Seems to me that this is partially an artifact of RLHF. From the GPT-4 whitepaper, it was evident that the base GPT-4 model was far better calibrated in its reasoning, if you asked it how confident it was and it said it had a 80% chance of being right, in practice it was indeed right near 80% of the time.

On the other hand, the calibration curves for the model beaten into submission with RLHF were absolutely wack, with a tendency to round a broad range of confidence levels steeply up and down. It would act like it was absolutely certain when it was only right 70% of the time, and claim to be unable to answer when it actually had, say, a 30% chance of giving a correct response.

I've heard this explained as strong preference from human raters for complete certainty, even when that's too much to ask. They'd rather the model be confidently incorrect than hedge and try to inject nuance into its outputs.

The thing I don't understand is how you can possibly train for uncertainty.

The model needs to "learn the feeling of not being sure". But whether it's sure or not always depends on its state of knowledge at the time, and that state of knowledge will never be represented in its training set. Additionally and relatedly, you cannot train a LLM to "notice when it's saying something wrong" without indirectly training it to say something wrong, then say it notices.

You would have to inspect the network and somehow determine when it is objectively uncertain, and to what degree, and then synthesize a training task based on that actual uncertainty. That level of interpretability is pretty beyond us at the moment.

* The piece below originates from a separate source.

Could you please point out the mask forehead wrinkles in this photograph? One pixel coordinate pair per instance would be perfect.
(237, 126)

There are many possible ways to deal with uncertainty, this is widely recognized as an important goal.

and more.

In principle, I think it's not a big scientific challenge because we can elicit latent knowledge and so probe the model's "internal belief" regarding its output; this can be used as a signal during training. For now this is approached more crudely, just to improve average truthfulness (already cited by @faul_sname):

begin by operationalizing what it means for a network to “know” the right answer to a question, even if it doesn’t produce that answer. We define this as the difference between generation accuracy (measured by a model’s output) and probe accuracy (selecting an answer using a classifier with a model’s intermediate activations as input). Using the LLaMa 7B model, applied to the TruthfulQA benchmark from Lin et al. (2021)–a difficult, adversarially designed test for truthful behavior–we observe a large 40% difference between probe accuracy and generation accuracy. This statistic points to a major gap between what information is present at intermediate layers and what appears in the output.

I also expect a lot from TART-derived approaches:

Tart comprises of two components: a generic task-agnostic reasoning module, and embeddings from the base LLM. The reasoning module is trained using only synthetic data (Gaussian logistic regression problems), agnostic of the auto-regressively trained language model, with the objective of learning to perform probabilistic inference (Section 4.1). This learned transformer module is then composed with the base LLM, without any training, by simply aggregating the output embedding and using those as an input along with the class label (Section 4.2). Together, these components make Tart task-agnostic, boost performance quality by improving reasoning, and make the approach data-scalable by aggregating input embeddings into a single vector.